Gap growing between emerging, industrialized countries
by CanadianManufacturing.com Staff
Canada can expect modest growth next year
LÉVIS, QUE.: Industrial countries are still trailing emerging nations’ economic growth, according to the most recent economic and financial outlook from Desjardins Group Economic Studies team.
The report says uncertainties are hindering global economic growth, especially in industrialized nations and particularly in Europe.
While economic recovery in G7 countries is still uncertain, emerging nations are posting impressive growth and real GDP is forecast to grow 6.1 per cent this year.
In the past few months, the strong loonie, soft US demand, and fast import growth has sharply deteriorated the trade balance.
But domestic demand will stay robust, thanks to non-residential investment and sustained consumer spending growth, the report predicted.
The Canadian economy will grow at a moderate pace in the coming quarters and 2011 will end with just 2.3 per cent real GDP growth, the report said.
With that mild growth, the Bank of Canada won’t return to key interest rate increases until July, it forecast.

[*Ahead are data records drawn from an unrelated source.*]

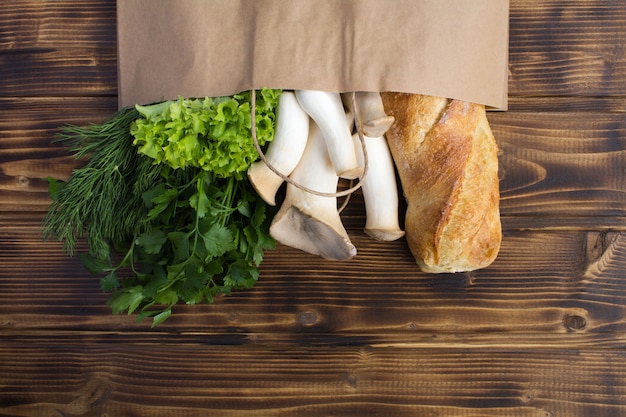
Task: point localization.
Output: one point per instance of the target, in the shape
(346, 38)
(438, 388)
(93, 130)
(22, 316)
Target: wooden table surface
(541, 332)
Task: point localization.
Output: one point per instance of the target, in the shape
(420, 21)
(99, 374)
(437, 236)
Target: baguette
(447, 161)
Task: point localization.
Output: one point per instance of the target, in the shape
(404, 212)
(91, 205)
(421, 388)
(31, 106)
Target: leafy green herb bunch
(164, 203)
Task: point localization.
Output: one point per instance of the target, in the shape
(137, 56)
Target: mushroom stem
(380, 191)
(327, 110)
(311, 222)
(370, 110)
(285, 151)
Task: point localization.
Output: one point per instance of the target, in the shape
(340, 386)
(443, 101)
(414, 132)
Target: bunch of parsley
(164, 203)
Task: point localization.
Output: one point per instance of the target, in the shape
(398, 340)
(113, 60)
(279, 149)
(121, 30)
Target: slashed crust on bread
(446, 157)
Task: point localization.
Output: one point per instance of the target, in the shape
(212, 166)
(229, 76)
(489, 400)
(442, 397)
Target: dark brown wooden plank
(557, 49)
(58, 48)
(549, 283)
(221, 381)
(567, 48)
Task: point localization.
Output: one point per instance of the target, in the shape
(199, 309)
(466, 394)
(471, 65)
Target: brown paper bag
(196, 48)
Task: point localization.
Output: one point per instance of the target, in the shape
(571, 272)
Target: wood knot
(307, 318)
(22, 180)
(574, 322)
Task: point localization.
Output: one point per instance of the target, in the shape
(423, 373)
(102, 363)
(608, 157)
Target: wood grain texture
(539, 333)
(200, 380)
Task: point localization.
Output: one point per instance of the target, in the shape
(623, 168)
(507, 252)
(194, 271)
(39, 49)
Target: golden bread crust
(446, 157)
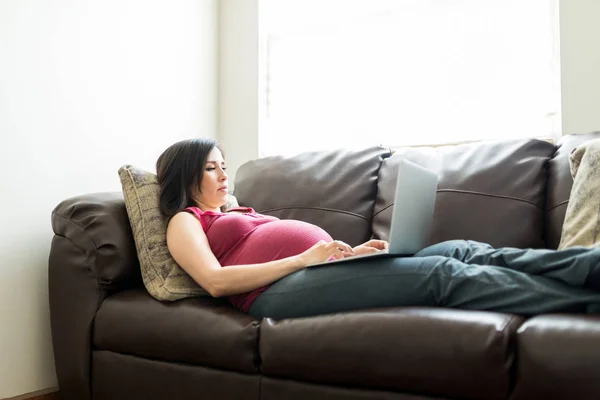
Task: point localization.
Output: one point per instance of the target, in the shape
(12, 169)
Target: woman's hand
(372, 246)
(323, 251)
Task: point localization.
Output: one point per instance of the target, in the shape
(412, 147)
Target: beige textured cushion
(582, 225)
(163, 277)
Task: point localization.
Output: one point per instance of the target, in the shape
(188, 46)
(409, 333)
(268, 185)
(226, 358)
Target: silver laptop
(412, 214)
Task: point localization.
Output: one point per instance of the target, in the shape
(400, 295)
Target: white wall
(238, 81)
(580, 80)
(85, 87)
(580, 63)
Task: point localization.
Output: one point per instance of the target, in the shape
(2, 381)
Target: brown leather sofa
(113, 341)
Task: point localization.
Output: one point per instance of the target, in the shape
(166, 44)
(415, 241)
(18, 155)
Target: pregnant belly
(275, 240)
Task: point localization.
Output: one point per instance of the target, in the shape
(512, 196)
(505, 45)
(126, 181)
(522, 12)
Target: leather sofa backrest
(333, 189)
(491, 191)
(560, 183)
(98, 226)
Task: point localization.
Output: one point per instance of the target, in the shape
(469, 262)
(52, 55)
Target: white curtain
(347, 73)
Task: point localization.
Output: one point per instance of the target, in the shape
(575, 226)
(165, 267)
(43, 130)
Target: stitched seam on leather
(83, 253)
(78, 226)
(597, 222)
(499, 196)
(488, 195)
(314, 208)
(557, 205)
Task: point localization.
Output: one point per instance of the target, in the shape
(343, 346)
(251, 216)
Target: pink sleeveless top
(252, 238)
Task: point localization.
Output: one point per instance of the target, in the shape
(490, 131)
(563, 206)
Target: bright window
(338, 73)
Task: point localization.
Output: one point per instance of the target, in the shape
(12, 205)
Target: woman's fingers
(378, 244)
(343, 247)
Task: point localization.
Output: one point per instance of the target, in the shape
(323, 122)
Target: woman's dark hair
(180, 168)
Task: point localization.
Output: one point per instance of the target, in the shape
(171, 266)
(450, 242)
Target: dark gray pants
(457, 274)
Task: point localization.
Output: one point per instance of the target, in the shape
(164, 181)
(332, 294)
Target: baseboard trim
(45, 394)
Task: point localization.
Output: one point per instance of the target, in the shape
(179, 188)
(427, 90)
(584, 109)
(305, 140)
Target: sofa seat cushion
(558, 358)
(452, 353)
(201, 331)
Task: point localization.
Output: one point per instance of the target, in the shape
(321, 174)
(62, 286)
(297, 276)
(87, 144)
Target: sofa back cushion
(490, 191)
(335, 189)
(560, 183)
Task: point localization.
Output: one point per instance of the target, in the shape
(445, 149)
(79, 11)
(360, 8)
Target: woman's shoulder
(241, 210)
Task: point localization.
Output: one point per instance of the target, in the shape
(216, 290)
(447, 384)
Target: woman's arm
(189, 247)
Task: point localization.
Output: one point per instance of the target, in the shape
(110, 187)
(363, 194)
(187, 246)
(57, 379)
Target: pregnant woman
(260, 263)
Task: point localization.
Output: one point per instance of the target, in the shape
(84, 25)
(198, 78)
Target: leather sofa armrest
(75, 296)
(92, 255)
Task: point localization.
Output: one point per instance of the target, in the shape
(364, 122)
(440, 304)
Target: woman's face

The province’s housing market slowdown, the auto industry’s recent peak, and the strong loonie will hamper growth and GDP will rise just 2.2 per cent.
Quebec’s employment market saw a rapid recovery, but declining investment in public infrastructures, controlled government spending and the higher household tax burdens will curb growth. Real GDP will rise 2.3 per cent in 2011.
- Atlantic – 2.1 %
- Manitoba – 2.5 %
- Saskatchewan – 2.7 %
- Alberta – 3 %
- B.C. – 2.4 %
Waiting on the US
South of the border, there are signs of improvement but the job market’s is timid, curbing consumer enthusiasm in the next few quarters.
After gaining 2.8 per cent in 2010, US real GDP should advance 2.4 per cent in 2011 and 2.8 per cent in 2012.
Rising costs for most raw materials will keep the Canadian dollar entrenched above parity against the greenback in 2011, the report added.